Destructors also have the same name as the class, except they start with a tilde ~. Destructors are used to free up memory, save data to a file or database, or anything else you want to execute when you exit a class.
Constructors allocate storage dynamically. Destructors free up memory when called. Always initialize your objects to a default value
When you copy an object, you create a new object. You can use a shallow or deep copy. Shallow copies are the default method. When copying a raw pointer, shallow copying copies the pointer, but not what the pointer points at. Deep copying copies the pointer and the data the pointer points at, while allocating storage on the heap. You can use move semantics to move an object instead of copying it
Static Class Members
You can declare static functions and class members.

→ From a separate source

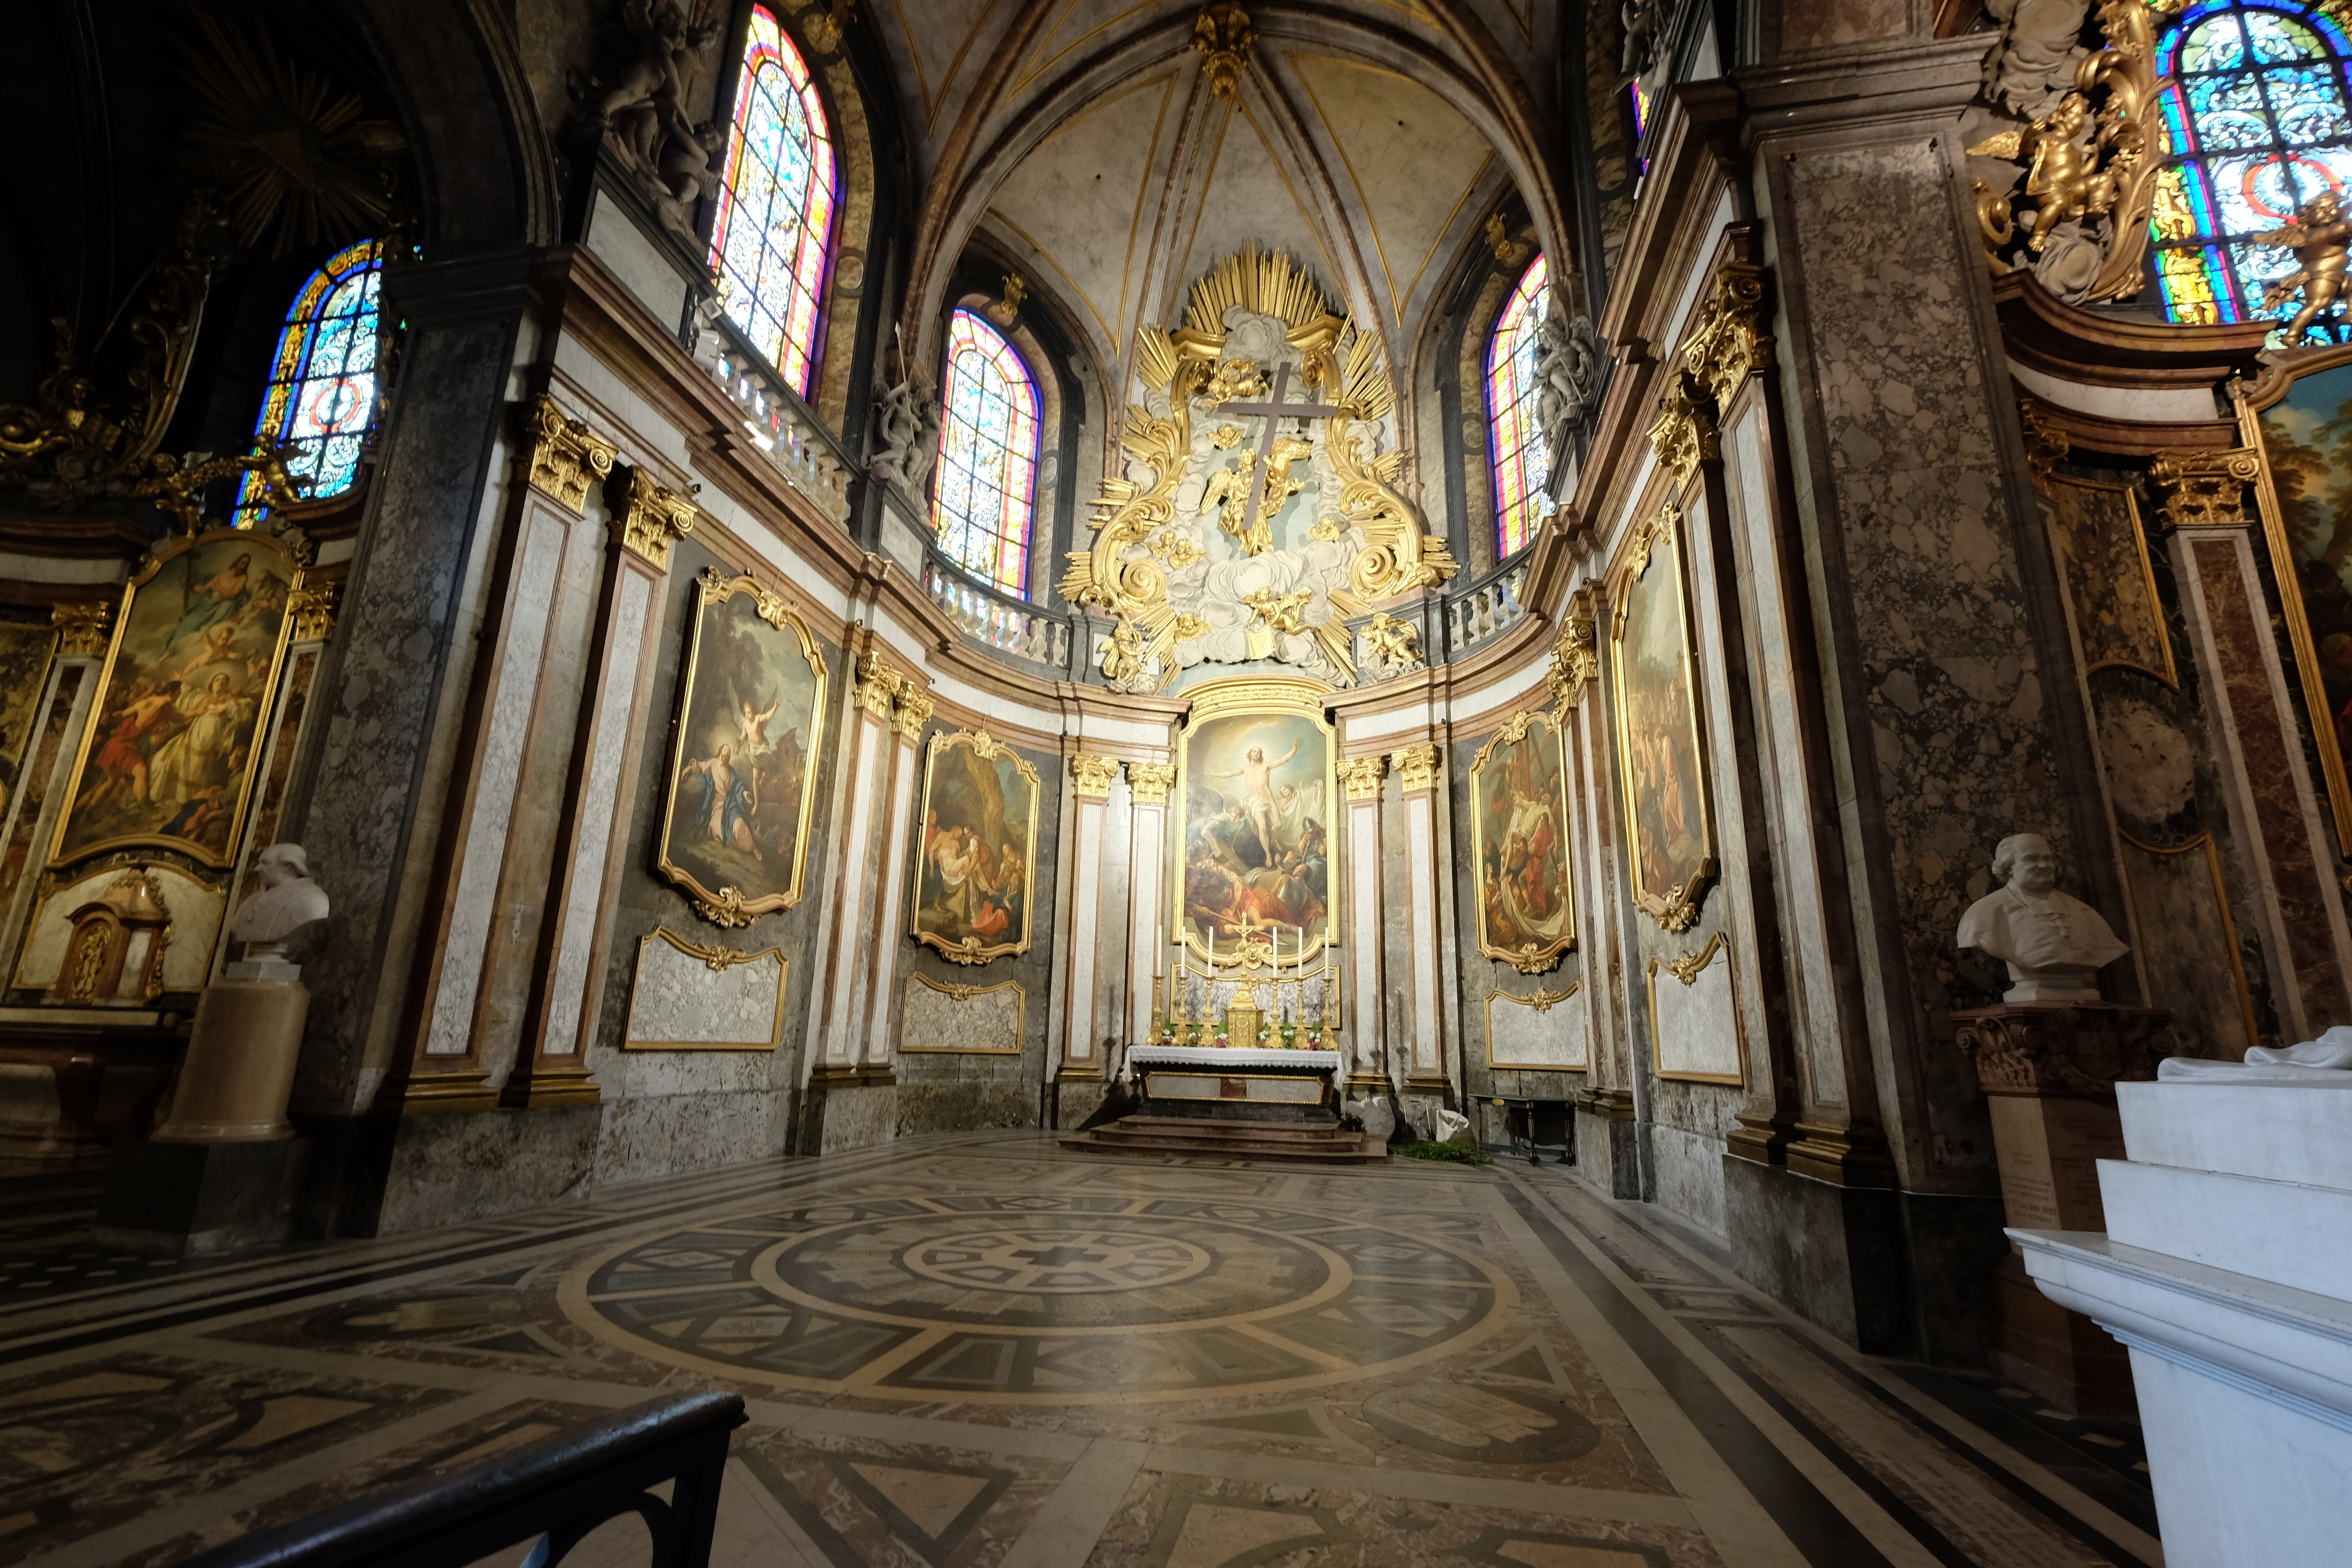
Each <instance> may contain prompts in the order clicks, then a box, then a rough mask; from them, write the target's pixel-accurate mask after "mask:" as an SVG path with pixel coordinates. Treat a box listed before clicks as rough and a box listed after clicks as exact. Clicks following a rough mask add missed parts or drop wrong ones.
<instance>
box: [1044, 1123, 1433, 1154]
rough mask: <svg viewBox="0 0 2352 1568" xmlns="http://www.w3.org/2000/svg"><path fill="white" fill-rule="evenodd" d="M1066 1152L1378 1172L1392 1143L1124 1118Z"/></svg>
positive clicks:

When a static variable is used, the variable will use the same memory for all instances of the class, so no matter who uses it, the content and value will be the same in all cases.
The “this” keyword is a pointer that points to an object and can be used by non-static class members to determine if two objects are the same, or to access data members or methods, etc.

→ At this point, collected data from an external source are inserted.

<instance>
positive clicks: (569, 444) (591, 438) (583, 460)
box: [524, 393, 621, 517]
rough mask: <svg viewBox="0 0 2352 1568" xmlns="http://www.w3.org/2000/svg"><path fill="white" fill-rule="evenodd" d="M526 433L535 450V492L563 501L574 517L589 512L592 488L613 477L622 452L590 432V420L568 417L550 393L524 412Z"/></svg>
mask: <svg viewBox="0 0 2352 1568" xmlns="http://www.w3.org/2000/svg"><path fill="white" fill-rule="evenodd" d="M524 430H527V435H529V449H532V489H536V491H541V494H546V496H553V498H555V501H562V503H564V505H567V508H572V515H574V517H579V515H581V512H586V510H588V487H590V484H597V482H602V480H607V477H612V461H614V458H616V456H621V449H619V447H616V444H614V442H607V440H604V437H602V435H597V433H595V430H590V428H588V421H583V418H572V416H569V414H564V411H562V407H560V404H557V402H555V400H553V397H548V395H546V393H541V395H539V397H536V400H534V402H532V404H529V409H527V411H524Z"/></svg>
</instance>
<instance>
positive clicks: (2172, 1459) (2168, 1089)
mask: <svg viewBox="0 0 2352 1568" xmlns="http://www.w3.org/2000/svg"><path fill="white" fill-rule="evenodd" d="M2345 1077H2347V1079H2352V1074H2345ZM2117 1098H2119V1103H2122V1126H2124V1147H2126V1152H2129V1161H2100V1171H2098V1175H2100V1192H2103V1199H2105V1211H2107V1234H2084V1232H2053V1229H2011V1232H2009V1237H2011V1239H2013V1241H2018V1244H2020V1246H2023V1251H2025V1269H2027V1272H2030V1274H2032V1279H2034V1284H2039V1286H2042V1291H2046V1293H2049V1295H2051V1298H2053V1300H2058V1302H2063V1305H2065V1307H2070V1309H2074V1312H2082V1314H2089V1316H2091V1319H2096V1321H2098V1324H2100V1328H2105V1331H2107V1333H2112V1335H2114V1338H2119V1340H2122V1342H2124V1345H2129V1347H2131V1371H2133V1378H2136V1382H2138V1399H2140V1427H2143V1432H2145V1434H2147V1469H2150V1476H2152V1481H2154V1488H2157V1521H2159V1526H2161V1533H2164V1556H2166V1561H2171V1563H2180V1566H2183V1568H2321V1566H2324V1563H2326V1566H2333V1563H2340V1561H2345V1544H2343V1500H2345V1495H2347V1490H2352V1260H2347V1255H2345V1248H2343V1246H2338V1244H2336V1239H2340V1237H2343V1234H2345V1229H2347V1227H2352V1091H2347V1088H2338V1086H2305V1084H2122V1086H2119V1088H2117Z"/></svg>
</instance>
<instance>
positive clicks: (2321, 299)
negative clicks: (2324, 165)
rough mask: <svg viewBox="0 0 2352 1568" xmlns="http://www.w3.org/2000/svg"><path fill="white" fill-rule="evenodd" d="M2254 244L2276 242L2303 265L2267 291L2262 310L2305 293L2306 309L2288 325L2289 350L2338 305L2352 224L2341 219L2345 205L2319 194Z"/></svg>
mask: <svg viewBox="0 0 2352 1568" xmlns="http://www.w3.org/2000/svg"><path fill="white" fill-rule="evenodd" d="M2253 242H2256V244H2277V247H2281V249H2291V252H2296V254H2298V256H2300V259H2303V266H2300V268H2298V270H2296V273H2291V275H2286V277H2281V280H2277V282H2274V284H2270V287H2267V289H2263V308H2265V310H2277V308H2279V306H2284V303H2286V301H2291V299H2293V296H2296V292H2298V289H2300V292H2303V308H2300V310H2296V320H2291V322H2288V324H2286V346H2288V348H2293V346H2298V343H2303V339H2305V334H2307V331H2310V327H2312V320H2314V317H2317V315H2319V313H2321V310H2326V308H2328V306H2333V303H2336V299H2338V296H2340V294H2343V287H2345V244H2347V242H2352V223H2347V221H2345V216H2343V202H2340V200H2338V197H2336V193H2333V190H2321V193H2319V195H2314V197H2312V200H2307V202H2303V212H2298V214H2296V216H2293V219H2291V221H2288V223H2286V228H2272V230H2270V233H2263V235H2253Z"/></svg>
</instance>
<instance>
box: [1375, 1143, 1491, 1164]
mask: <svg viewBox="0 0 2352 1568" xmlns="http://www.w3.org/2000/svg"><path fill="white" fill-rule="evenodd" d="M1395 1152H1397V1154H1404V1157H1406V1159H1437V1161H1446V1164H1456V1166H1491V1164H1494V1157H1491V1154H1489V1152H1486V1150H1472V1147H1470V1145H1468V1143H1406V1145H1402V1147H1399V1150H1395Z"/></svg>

Friends of a class is a function or another class that has access to private class members, even though the function or class is not a member of the class it is a friend of. Friends must be explicitly declared in the class, with the keyword friend.
Operator Overloading
You can overload most operators to use them as part of a user defined class. Overloading operators defines the way operators will be used in user defined types, like they are used with the built-in types. The assignment operator will be automatically defined by the constructor if you do not define it. Other operators must be defined explicitly.
Encapsulation
Encapsulation, inheritance and polymorphism are fundamental concepts in C++. Encapsulation enables you to not have to expose the inner details of your class. Data hiding allows you to only provide the access necessary to use your function. The function itself is a black box. You can use it to accomplish tasks, you just cannot see how it does what it does. Using getters and setters allows you to control private data members. You should only use them when you really need to fine-tune access to the class.
Inheritance
Inheritance is often used in C++ to create new classes, using existing classes. The newly created class inherits the behavior and data of the class it is inherited from. Single inheritance is a class created from a single class. Multiple inheritance is a class created from two or more source classes.
Generalization Involves combining several classes with similar functionality into a single class. Specialization is the opposite, creating classes with more specific attributes, methods and functionality. Hierarchy is how you organize your code’s inheritance relationships from top to bottom.
Polymorphism
There are several types of polymorphism, which all work with inheritance. The default and most common type of binding in C++, static binding, is the compiler knowing how to bind the correct methods and data members. Sometimes you will want to control exactly what happens during run time by using pointers, references and declaring virtual functions. Polymorphism gives you a more abstract way for writing your programs.
Virtual functions allow you to override methods into subclasses during runtime. An example of compile time polymorphism is overloading operators and functions. Run time polymorphism is overriding functions. It is also called dynamic polymorphism, which is an example of virtual functions. Virtual functions enable you to dynamically redefine the way base class functions work.
Concrete classes can be instantiated into an object. Abstract base classes cannot be instantiated into an object. For example, you might not be able to just create an account, you have to create a particular kind of account.
C++ Logic
There is a lot more to C++ than this superficial introduction. Read the manual. Practice writing C++ code for applications. Build desktop applications using C++, QML and JavaScript.